Request No.: TR-95-006

Tribunal Members: Anthony T. Eyton, Presiding Member
Lyle M. Russell, Member
Desmond Hallissey, Member

Research Director: Marcel J.W. Brazeau

Research Manager: W. Douglas Kemp

Counsel for the Tribunal: Heather A. Grant

Registration and
Distribution Officer: Claudette Friesen

Address all communications to:

The Secretary
Canadian International Trade Tribunal
Standard Life Centre
333 Laurier Avenue West
15th Floor
Ottawa, Ontario
K1A 0G7


On July 14, 1994, the Canadian International Trade Tribunal (the Tribunal) received terms of reference from the Minister of Finance (the Minister) pursuant to section 19 of the Canadian International Trade Tribunal Act. [1] The Minister directed the Tribunal to investigate requests from domestic producers for tariff relief on imported textile inputs for use in their manufacturing operations and to make recommendations with respect to those requests to the Minister.
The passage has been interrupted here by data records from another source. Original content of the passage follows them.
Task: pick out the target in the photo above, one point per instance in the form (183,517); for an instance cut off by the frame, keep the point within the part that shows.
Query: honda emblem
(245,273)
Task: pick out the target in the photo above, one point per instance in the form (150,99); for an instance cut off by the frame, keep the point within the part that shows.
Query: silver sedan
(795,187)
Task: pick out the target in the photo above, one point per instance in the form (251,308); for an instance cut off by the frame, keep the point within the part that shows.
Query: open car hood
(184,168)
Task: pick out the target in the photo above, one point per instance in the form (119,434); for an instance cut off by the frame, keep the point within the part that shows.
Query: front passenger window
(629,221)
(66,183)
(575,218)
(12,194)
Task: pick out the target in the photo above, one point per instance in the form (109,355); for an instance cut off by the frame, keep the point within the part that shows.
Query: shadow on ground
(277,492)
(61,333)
Pursuant to the Minister’s reference, on May 12, 1995, the Tribunal received a request from Pelion Mountain Products Ltd. (Pelion) of Vancouver, British Columbia, for the permanent removal of the customs duty on importations of dyed polyester fabric of either plain weave or ripstop construction with a urethane coating, having a fabric weight of 70 g/m2 or more but not exceeding 120 g/m2, a thread size of 75 deniers and a construction of approximately 107 x 76 threads/in. (42 x 30 threads/cm), for use in the production of tarpaulins and tents (the subject fabric).

On August 11, 1995, the Tribunal, being satisfied that the request was properly documented, issued a notice of commencement of investigation, which was widely distributed and published in the August 19, 1995, edition of the Canada Gazette, Part I. [2]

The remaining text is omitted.